If you’ve ever wondered about the state symbols of Oklahoma, one that might surprise you is the state dinosaur. Yes, you heard it right! Oklahoma has an official state dinosaur, and it’s none other than the Acrocanthosaurus atokensis. This article will delve into everything there is to know about this incredible creature, from its size compared to a T-Rex to where it lived and what it ate.
Oklahoma State Dinosaur: The Acrocanthosaurus
The Acrocanthosaurus, pronounced as “ak-ro-KAN-tho-SOR-us,” holds the title of the Oklahoma state dinosaur. Its name translates to “high-spined lizard,” a fitting name given its distinctive feature – a row of tall neural spines on its vertebrae. This dinosaur was a theropod, a group of bipedal, primarily carnivorous dinosaurs, which also includes the famous Tyrannosaurus Rex.
When it comes to size, the Acrocanthosaurus held its own against the T-Rex. With an estimated length of 30-40 feet and a weight of around 6 tons, it was one of the largest theropods known to have existed. However, it was slightly smaller than the T-Rex, which could reach lengths of up to 40 feet and weigh as much as 9 tons.
Where Did the Acrocanthosaurus Live?
The Acrocanthosaurus roamed North America during the Early Cretaceous period, approximately 110 million years ago. Fossils found in Oklahoma, Texas, and other parts of the southern and eastern United States suggest that it was widespread across the region. The state fossil of Oklahoma, the Saurophaganax maximus, is another dinosaur from this era, further attesting to the rich prehistoric life in the area.
What Did the Acrocanthosaurus Eat?
As a theropod, the Acrocanthosaurus was carnivorous. Its diet likely consisted of large plant-eating dinosaurs. With its powerful jaws and sharp teeth, it could take down even the largest prey. However, unlike the T-Rex, which had a bone-crushing bite, the Acrocanthosaurus probably used a “slash-and-tear” method to kill and consume its prey.
Fossils in Oklahoma
Oklahoma has a rich history of paleontological discoveries. The first Acrocanthosaurus fossil was discovered in Atoka County, Oklahoma, in the 1940s. Since then, several other fossils have been found, not just of the Acrocanthosaurus but also of various other species, making Oklahoma a significant site for dinosaur enthusiasts and researchers.

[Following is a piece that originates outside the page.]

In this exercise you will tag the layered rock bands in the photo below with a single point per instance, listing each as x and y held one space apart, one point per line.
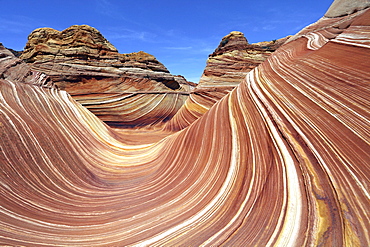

Oklahoma State Symbols List
While the Acrocanthosaurus is the most famous among them, there are many other state symbols in Oklahoma. These include the American Bison as the state animal, the Mistletoe as the state floral emblem, and the Honeybee as the state insect. Each symbol represents a unique aspect of Oklahoma’s natural history and cultural heritage.
The Acrocanthosaurus atokensis, the state dinosaur of Oklahoma, is a testament to the state’s rich geological and paleontological history. It stood tall and formidable amongst its contemporaries, leaving behind a fossil record that continues to fascinate us today. So, the next time you think of Oklahoma’s state symbols, remember the Acrocanthosaurus – a symbol of a time when dinosaurs ruled the world.
Whether you’re interested in the Acrocanthosaurus height, where it lived, or what it ate, we hope this article has provided you with all the information you need. And who knows? Maybe your next trip could be a fossil hunt in Oklahoma!